Cgroups (control groups) are a kernel feature that limits, accounts for, and isolates resource usage—CPU, memory, disk I/O, network bandwidth, and number of processes.
When you run:
docker run --memory=512m --cpus=1 nginx
Docker places the container’s processes into a cgroup with a memory limit of 512 MB and a CPU quota of 1 core. If the process inside tries to allocate 600 MB, the kernel refuses the allocation. If it tries to use more CPU time than allowed, it gets throttled.
The hierarchy
Cgroups are organized as a tree of subsystems. Each subsystem controls one resource:
cpu– sets CPU shares and quotasmemory– sets soft and hard limitsblkio– limits read/write rates for block devicespids– limits number of fork/exec syscalls (prevents fork bombs)
The kernel reads the cgroup configuration on every resource allocation. Overhead? Negligible. It’s a fast in-memory check, not a hypervisor trap.
The OOM Guardian
One underrated feature: cgroup’s OOM killer. If a container exceeds its memory limit, the kernel kills a process inside that container’s cgroup, not a random process on the host. That’s why one hungry container doesn’t knock out the rest—the cage locks itself.
Putting It Together: A Container’s Birth
When you type docker run, here’s what actually happens:
- Docker calls
clone()with a set of namespace flags to create a new, isolated process tree. - The new process gets its own PID namespace (sees itself as PID 1).
- Docker creates a new network namespace, attaches a veth pair, and bridges it to the host’s network.
- Docker creates a new mount namespace, pivot_root to the container image’s filesystem.
- Docker creates a cgroup for the container and assigns it CPU/memory/pids limits.
- Docker joins the container’s namespaces, so it can exec into it.
The container’s init process then runs as a normal Linux process—scheduled by the same kernel scheduler, sharing the same hardware.
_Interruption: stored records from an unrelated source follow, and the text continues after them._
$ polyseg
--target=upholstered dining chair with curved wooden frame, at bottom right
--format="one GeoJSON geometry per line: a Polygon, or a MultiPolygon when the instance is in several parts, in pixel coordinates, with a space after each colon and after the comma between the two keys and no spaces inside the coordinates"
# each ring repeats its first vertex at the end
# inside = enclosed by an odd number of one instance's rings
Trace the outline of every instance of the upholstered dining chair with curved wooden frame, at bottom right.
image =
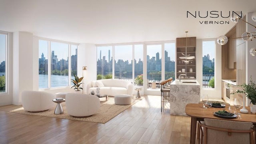
{"type": "Polygon", "coordinates": [[[205,118],[198,122],[200,139],[198,144],[254,144],[252,122],[235,122],[205,118]]]}

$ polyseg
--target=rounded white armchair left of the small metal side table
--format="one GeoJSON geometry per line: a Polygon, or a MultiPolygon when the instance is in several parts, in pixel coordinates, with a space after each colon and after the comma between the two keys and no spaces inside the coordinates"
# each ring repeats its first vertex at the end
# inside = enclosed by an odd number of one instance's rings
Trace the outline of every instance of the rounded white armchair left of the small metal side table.
{"type": "Polygon", "coordinates": [[[48,92],[25,90],[21,93],[21,102],[24,110],[28,112],[43,112],[56,106],[52,100],[54,94],[48,92]]]}

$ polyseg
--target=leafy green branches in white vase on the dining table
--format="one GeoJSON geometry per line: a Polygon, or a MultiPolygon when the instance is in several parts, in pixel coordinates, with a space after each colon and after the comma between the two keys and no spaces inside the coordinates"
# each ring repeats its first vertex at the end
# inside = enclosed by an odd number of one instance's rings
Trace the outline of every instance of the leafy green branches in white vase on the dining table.
{"type": "Polygon", "coordinates": [[[242,84],[240,86],[242,90],[237,90],[236,93],[244,93],[246,97],[251,100],[250,104],[253,104],[251,107],[251,112],[256,112],[256,84],[252,80],[252,76],[250,76],[250,83],[249,84],[242,84]]]}

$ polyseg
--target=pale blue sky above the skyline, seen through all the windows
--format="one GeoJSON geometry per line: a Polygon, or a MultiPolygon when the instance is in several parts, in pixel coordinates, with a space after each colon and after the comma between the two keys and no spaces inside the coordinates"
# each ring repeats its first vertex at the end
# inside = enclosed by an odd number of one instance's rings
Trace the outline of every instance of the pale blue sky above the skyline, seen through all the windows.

No virtualization overhead. No emulation. Just isolation.
Why This Matters Today
Understanding namespaces and cgroups helps troubleshoot without magic:
- "Why can’t I ping the host from the container?" – Network namespace isolation. You need a bridge or port mapping.
- "Why does my container get killed for no reason?" – Cgroup memory limit. Check
dmesgfor OOM events. - "Can I run a privileged container?" – Yes, by breaking out of namespaces (
--privileged). That’s a security risk, not a feature.
The ecosystem has moved to user namespaces, cgroup v2, and more granular control—but the fundamentals haven’t changed since 2008. Containers are not a new technology. They’re a clever repackaging of Linux’s most powerful isolation primitives.